As on Earth, there is a class struggle in space with corrupt, rich and powerful leaders (played by Mark Ruffalo and Toni Collette) who live like royalty while everyone else eats disgusting slop.
Bong Joon Ho injects social, political and religious commentary throughout the movie. As with all good science fiction, Mickey 17 attempts to hold up a mirror to current events actually happening in our real world.
The life and death cycle of Mickey’s existence is pretty much exhausted in the first third of the film. From there, the movie ventures out to the theme of alien life forms and how otherworldly creatures might be accepted or understood (or not accepted and completely misunderstood).
It’s a storyline right out of the old Star Trek TV series, or maybe The Twilight Zone, asking who the real aliens are (us or them) and questioning our tendency to kill and destroy anything we can’t comprehend, in the name of humanity and our collective mission to conquer the universe.
Bong Joon Ho tries to pack a lot of story into Mickey 17’s 2 hour and 17 minute run time. The more it strives to be interesting the less it succeeds in being entertaining.

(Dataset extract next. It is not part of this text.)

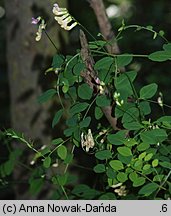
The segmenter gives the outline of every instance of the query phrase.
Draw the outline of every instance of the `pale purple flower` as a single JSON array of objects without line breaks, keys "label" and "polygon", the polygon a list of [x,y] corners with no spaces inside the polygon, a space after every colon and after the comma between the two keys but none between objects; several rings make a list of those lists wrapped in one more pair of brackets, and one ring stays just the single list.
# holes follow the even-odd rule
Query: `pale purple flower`
[{"label": "pale purple flower", "polygon": [[37,24],[40,22],[40,20],[41,20],[41,17],[40,17],[40,16],[37,17],[37,18],[32,17],[32,18],[31,18],[31,24],[37,25]]},{"label": "pale purple flower", "polygon": [[100,79],[98,77],[96,77],[95,82],[96,84],[100,85]]},{"label": "pale purple flower", "polygon": [[37,17],[37,18],[34,18],[32,17],[32,22],[31,22],[33,25],[38,25],[38,30],[36,32],[36,41],[40,41],[41,37],[42,37],[42,32],[43,30],[45,30],[46,28],[46,24],[45,24],[45,21],[44,19],[42,19],[40,16]]}]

As the movie trailers suggest, the movie is a technical marvel with impressive, big-budget special effects. In that regard it is wondrous. The design of the bug-like creatures (who the crew refer to as “creepers”) is both strange and realistic.
One of the subplots involves Mickey interacting with himself. It’s been done before, but not as seamlessly and convincingly as it is done here. It’s truly remarkable.
The themes of cloning, and dying and repeatedly returning to life, have been explored in movies like "Moon" (2009) and "Happy Death Day" (2017) and TV Series shows like "Russian Doll" (2019). They may not constitute entirely original ideas, but they are definitely popular ideas resonating in the current world of entertainment.
To a large degree, this storyline is the hook that will draw audiences to Mikey 17. It’s probably the most interesting part of the story which unfortunately drifts off course into other, less interesting material.
With Bong Joon Ho at the helm, Mickey 17 is not a total failure, it’s just his honest attempt to match or top a movie that would have been a near-impossible task for any director. It’s a movie with all the right intentions, and one worth seeing, even if it doesn’t entirely live up to all the hype generated by the movie’s marketing.
His fans will enjoy it. Critics will be asking, “What’s next?”